The AAC&U data also brings to the surface a troubling gap between the scale of AI’s arrival on campuses and the readiness of graduates to navigate it responsibly. More than 70% of faculty surveyed said they believe last spring’s graduates were not prepared in their understanding of the ethical issues raised by generative AI systems, and nearly as many said those graduates were not prepared to use AI in the workplace.
The American Association of University Professors’ (AAUP) national survey of its members, released in 2025, adds a governance dimension to this picture. It found that nearly three-quarters of respondents said AI decision-making at their institution is overwhelmingly led by administrators, with little meaningful input from faculty, staff, or students. Faculty are asked to navigate a technological transformation that is largely being handed down to them rather than developed with them. The report argues that institutions need meaningful shared governance mechanisms around technology—something most campuses currently lack.
There are also equity dimensions that tend to get lost in the broader conversation about chatbots and cheating. Research has found that first-generation college students are less likely to feel confident about appropriate uses of AI compared to their peers. The AAC&U survey showed that more than 80% of faculty believe generative AI will widen digital inequities. As AI becomes an increasingly expected competency in professional settings, that gap carries real consequences for students who are already navigating higher education with fewer resources.
A few institutions are leading the way. The University of California San Diego rolled out TritonGPT, an AI support system for its 37,000 employees, through a process that included town halls, pilot programs, and ongoing feedback mechanisms. Arizona State University established a dedicated team to evaluate AI capabilities and facilitate training across the institution. These are not magic solutions, but they represent something that most campuses still lack—a strategy.

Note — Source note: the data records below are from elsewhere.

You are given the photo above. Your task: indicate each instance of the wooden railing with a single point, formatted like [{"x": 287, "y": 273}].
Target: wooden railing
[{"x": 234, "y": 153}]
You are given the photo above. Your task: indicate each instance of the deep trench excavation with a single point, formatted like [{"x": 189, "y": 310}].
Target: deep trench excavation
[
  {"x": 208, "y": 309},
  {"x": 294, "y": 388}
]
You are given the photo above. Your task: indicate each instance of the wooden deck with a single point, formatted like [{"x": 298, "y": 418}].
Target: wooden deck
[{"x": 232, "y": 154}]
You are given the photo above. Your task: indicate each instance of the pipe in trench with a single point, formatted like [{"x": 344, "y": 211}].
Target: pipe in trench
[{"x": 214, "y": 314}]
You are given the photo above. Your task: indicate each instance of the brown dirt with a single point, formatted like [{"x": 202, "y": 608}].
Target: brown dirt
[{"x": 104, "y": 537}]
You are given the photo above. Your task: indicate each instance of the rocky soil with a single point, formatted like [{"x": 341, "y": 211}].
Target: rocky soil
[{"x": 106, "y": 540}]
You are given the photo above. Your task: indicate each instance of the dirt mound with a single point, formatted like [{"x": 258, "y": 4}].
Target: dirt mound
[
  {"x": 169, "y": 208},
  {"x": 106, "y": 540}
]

The AAC&U survey asked faculty an open-ended question about which human skills colleges should teach in an AI-saturated world. The most dominant response by far was that critical thinking becomes more important, not less, as AI becomes more pervasive. Respondents argued that without skills like skepticism, verification, reasoning, and discernment, AI accelerates misinformation, intellectual passivity, and what the report describes as epistemic collapse.
That framing points to something the data across all of these surveys suggests but rarely states directly. The arrival of AI in higher education is not primarily a technology problem. It is a question about what education is for—and whether institutions are willing to defend that answer with the same urgency the technology demands.